Turkish-Albanian consortium will build 120 MW HPP in Albania
Albania November 7, 2017
Ayen Enerji & Fusha, a Turkish-Albanian consortium, has won a contract for construction and operation of a 120 MW hydro power plant in Albania, with a 35-year concession period.
Construction works on Kalivac HPP are projected to cost EUR 125.3 million and last two years and a half, the ministry of energy and infrastructure in Tirana said, SeeNews reports.
Annual electricity production at the future hydro power plant located near Kalivac village, in southern Albania, is projected at 366.6 million kWh. The construction of Kalivac HPP started 20 years ago.
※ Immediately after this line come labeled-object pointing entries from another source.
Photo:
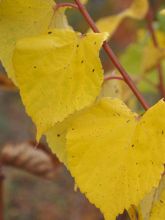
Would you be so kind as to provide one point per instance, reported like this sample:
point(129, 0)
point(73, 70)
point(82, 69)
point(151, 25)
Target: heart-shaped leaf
point(114, 157)
point(58, 73)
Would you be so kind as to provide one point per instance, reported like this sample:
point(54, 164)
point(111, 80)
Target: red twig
point(113, 57)
point(65, 4)
point(149, 19)
point(113, 77)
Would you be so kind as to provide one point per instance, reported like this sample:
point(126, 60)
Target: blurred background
point(27, 196)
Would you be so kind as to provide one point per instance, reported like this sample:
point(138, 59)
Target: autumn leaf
point(20, 19)
point(137, 10)
point(115, 157)
point(58, 73)
point(162, 12)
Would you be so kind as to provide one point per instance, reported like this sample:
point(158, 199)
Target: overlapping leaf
point(114, 158)
point(23, 18)
point(58, 73)
point(137, 10)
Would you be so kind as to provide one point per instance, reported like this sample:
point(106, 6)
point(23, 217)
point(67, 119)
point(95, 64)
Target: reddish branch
point(149, 19)
point(65, 4)
point(107, 78)
point(113, 57)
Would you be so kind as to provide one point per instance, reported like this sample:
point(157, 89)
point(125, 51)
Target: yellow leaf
point(56, 138)
point(84, 1)
point(58, 73)
point(23, 18)
point(162, 12)
point(137, 10)
point(114, 158)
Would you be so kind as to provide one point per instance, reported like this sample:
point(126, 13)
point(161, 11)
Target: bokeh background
point(27, 196)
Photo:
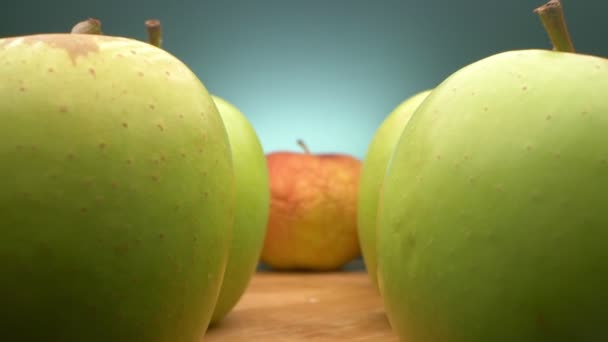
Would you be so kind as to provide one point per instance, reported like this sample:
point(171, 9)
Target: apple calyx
point(552, 16)
point(89, 26)
point(154, 32)
point(303, 145)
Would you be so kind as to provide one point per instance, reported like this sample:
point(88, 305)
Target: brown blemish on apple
point(74, 45)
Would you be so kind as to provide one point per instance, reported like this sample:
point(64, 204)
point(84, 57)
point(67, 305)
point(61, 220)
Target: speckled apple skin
point(116, 201)
point(493, 223)
point(313, 211)
point(372, 175)
point(252, 203)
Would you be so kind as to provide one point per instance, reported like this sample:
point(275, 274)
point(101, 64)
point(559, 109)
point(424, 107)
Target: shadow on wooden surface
point(337, 306)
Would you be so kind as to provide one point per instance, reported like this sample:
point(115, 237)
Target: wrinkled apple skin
point(372, 174)
point(312, 223)
point(493, 221)
point(252, 198)
point(116, 206)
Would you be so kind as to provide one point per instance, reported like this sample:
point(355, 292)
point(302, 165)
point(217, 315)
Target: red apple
point(313, 210)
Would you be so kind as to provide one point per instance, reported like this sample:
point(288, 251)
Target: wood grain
point(290, 307)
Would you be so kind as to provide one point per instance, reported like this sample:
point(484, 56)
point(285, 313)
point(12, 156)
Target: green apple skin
point(117, 198)
point(252, 196)
point(372, 174)
point(492, 222)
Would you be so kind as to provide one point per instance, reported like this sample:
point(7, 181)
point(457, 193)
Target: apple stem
point(303, 146)
point(552, 16)
point(154, 33)
point(89, 26)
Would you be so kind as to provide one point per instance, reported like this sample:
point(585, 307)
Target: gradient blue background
point(326, 71)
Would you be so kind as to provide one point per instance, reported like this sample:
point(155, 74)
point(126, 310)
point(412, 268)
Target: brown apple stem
point(89, 26)
point(154, 33)
point(303, 146)
point(553, 19)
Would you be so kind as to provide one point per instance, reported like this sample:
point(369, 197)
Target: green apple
point(492, 223)
point(372, 174)
point(117, 199)
point(252, 196)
The statement said that Albania gets 100% of its electricity from hydropower plants but that no new major power generation facilities have been built in the country for more than 30 years. It added that seven medium sized hydropower plants of a total of 130 MW were built between 2012 and 2015.
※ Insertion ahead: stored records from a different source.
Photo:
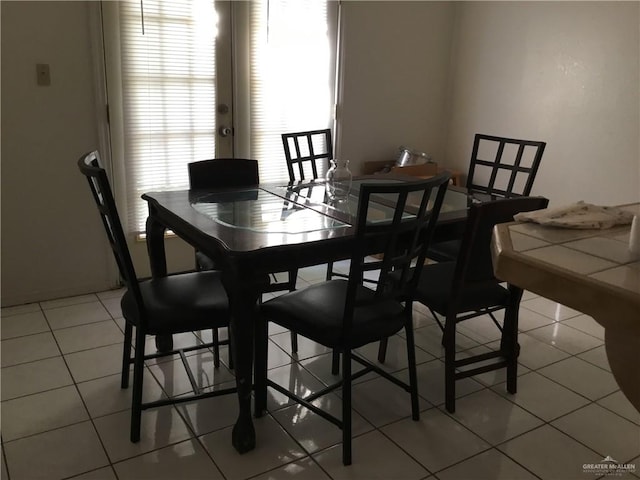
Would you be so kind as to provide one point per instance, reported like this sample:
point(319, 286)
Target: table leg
point(158, 262)
point(243, 301)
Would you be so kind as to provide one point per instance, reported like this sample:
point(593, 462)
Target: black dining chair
point(233, 173)
point(308, 153)
point(467, 288)
point(345, 314)
point(159, 306)
point(500, 167)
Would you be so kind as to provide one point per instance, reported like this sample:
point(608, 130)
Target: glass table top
point(261, 211)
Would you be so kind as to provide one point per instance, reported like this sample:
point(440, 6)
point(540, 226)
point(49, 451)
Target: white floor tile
point(85, 337)
point(76, 314)
point(314, 432)
point(29, 348)
point(618, 403)
point(535, 354)
point(67, 301)
point(431, 383)
point(104, 473)
point(55, 454)
point(21, 324)
point(20, 309)
point(296, 379)
point(366, 464)
point(173, 378)
point(95, 363)
point(429, 339)
point(210, 414)
point(436, 441)
point(586, 324)
point(274, 448)
point(488, 465)
point(382, 402)
point(528, 320)
point(160, 427)
point(543, 397)
point(550, 454)
point(186, 460)
point(113, 306)
point(115, 293)
point(597, 357)
point(565, 338)
point(34, 377)
point(602, 431)
point(581, 377)
point(104, 396)
point(492, 417)
point(549, 308)
point(396, 358)
point(41, 412)
point(305, 469)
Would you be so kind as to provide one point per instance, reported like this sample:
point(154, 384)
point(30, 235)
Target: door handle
point(225, 131)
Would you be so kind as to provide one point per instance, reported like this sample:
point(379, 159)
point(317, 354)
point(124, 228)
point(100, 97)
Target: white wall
point(562, 72)
point(394, 78)
point(52, 242)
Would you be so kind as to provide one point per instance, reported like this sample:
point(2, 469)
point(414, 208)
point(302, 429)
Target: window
point(292, 76)
point(164, 89)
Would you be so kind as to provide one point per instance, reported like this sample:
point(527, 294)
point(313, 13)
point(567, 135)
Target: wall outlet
point(43, 76)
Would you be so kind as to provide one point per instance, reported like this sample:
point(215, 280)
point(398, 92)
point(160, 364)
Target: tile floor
point(65, 416)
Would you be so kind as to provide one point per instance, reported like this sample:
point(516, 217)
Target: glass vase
point(338, 180)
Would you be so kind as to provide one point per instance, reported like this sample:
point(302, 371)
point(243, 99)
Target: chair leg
point(335, 362)
point(450, 364)
point(382, 350)
point(126, 355)
point(346, 406)
point(260, 361)
point(138, 375)
point(512, 349)
point(413, 374)
point(216, 347)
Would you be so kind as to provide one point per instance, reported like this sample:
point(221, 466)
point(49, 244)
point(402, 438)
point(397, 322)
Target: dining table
point(251, 233)
point(594, 271)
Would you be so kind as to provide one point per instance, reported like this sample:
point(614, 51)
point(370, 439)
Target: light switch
point(43, 76)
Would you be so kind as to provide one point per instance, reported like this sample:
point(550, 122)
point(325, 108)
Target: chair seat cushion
point(444, 251)
point(435, 287)
point(316, 312)
point(204, 262)
point(179, 303)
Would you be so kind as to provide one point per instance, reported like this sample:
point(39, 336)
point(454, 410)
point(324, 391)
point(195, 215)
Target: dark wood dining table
point(250, 233)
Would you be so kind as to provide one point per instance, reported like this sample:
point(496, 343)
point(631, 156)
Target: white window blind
point(169, 95)
point(292, 76)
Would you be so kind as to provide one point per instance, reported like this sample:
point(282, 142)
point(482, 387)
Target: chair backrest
point(403, 241)
point(91, 167)
point(474, 262)
point(503, 167)
point(223, 172)
point(311, 148)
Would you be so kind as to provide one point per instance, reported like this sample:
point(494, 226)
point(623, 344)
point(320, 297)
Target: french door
point(189, 80)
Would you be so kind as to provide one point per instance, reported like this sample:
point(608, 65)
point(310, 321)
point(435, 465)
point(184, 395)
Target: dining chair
point(233, 173)
point(467, 288)
point(308, 153)
point(159, 306)
point(345, 314)
point(500, 167)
The Albanian Ministry of Energy and Industry published a tender for the construction of the Kalivac hydropower plant on the river Vjosa earlier, in May this year. Previously, the ministry broke off a concession contract with the Italian company BEG which agreed to build a 108 MW hydropower plant in 2012 but failed to complete the project.
According to non-governmental portal investinalbania.org, the Ministry set specific criteria for the evaluation of offers were defined in order to reduce environmental impact and improve the initial project. The ministry set six criteria for the concession – the value of the concession fee, ecological and social effects, installed power, project completion time frame, connection to the national power grid and an assessment of the work carried out by the previous concession holder.
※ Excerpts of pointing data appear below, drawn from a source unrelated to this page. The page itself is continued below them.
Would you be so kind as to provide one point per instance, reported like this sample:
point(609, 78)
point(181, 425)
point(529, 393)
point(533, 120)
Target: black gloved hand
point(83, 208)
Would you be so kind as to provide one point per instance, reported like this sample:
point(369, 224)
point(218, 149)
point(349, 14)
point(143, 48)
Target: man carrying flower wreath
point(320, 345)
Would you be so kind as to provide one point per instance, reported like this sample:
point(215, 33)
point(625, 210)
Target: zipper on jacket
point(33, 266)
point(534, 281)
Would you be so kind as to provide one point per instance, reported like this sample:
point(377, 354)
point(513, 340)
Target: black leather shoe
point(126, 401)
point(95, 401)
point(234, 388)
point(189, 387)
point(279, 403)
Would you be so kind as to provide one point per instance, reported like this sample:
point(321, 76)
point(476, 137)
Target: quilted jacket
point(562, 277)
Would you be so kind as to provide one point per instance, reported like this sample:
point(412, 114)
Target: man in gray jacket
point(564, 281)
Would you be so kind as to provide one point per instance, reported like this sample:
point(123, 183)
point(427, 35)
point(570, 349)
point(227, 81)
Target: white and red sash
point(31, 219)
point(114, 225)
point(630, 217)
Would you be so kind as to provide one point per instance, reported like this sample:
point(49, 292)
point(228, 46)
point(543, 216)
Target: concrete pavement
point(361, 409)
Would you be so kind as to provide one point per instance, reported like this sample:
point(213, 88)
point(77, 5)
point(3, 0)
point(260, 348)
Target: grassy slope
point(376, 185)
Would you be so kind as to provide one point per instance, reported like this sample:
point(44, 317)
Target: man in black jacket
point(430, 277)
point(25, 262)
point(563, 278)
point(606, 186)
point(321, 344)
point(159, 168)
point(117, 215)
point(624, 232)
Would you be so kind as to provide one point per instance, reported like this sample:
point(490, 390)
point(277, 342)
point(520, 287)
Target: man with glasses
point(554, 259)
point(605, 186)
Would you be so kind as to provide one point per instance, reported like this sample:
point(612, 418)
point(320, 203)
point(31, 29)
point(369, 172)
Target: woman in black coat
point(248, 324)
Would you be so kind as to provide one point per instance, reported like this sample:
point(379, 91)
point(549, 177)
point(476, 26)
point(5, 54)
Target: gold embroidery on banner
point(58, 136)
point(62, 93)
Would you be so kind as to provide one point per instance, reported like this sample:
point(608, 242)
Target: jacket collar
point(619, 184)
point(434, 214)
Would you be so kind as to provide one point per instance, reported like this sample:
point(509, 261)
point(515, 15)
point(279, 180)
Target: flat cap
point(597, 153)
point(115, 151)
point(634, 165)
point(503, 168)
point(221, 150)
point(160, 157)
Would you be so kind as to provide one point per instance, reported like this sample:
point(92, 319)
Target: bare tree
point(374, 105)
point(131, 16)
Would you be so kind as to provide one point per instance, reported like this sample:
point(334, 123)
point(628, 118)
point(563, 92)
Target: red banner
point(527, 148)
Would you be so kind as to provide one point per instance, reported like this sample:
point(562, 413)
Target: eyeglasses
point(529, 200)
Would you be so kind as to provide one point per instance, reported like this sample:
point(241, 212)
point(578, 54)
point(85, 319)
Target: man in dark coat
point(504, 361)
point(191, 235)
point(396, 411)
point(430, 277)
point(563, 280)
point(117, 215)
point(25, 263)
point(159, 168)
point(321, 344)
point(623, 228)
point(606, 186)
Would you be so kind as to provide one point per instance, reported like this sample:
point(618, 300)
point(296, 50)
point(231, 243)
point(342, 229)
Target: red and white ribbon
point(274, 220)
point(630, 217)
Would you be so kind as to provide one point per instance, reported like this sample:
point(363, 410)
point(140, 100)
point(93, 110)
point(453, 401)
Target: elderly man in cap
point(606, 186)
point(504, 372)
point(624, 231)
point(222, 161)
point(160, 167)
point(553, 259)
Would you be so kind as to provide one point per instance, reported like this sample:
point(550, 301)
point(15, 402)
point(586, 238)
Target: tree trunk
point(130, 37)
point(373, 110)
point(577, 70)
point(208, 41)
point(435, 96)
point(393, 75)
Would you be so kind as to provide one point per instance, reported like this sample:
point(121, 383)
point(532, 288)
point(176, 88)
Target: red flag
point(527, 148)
Moreover, the Ministry highlights that special attention was paid to the environmental impact of the projects. Thus measures were taken for reducing the impact on the water stream by creating a special fishway.
According to a 2008 report by the Energy Community, Albania produced 98% of its electricity from hydropower plants, most of it from three power plants along the Drin river. The country’s only thermal power plant Fier, which had six 31 MW generators, was shut down as an unsustainable enterprise because of its antiquated technology and high oil prices.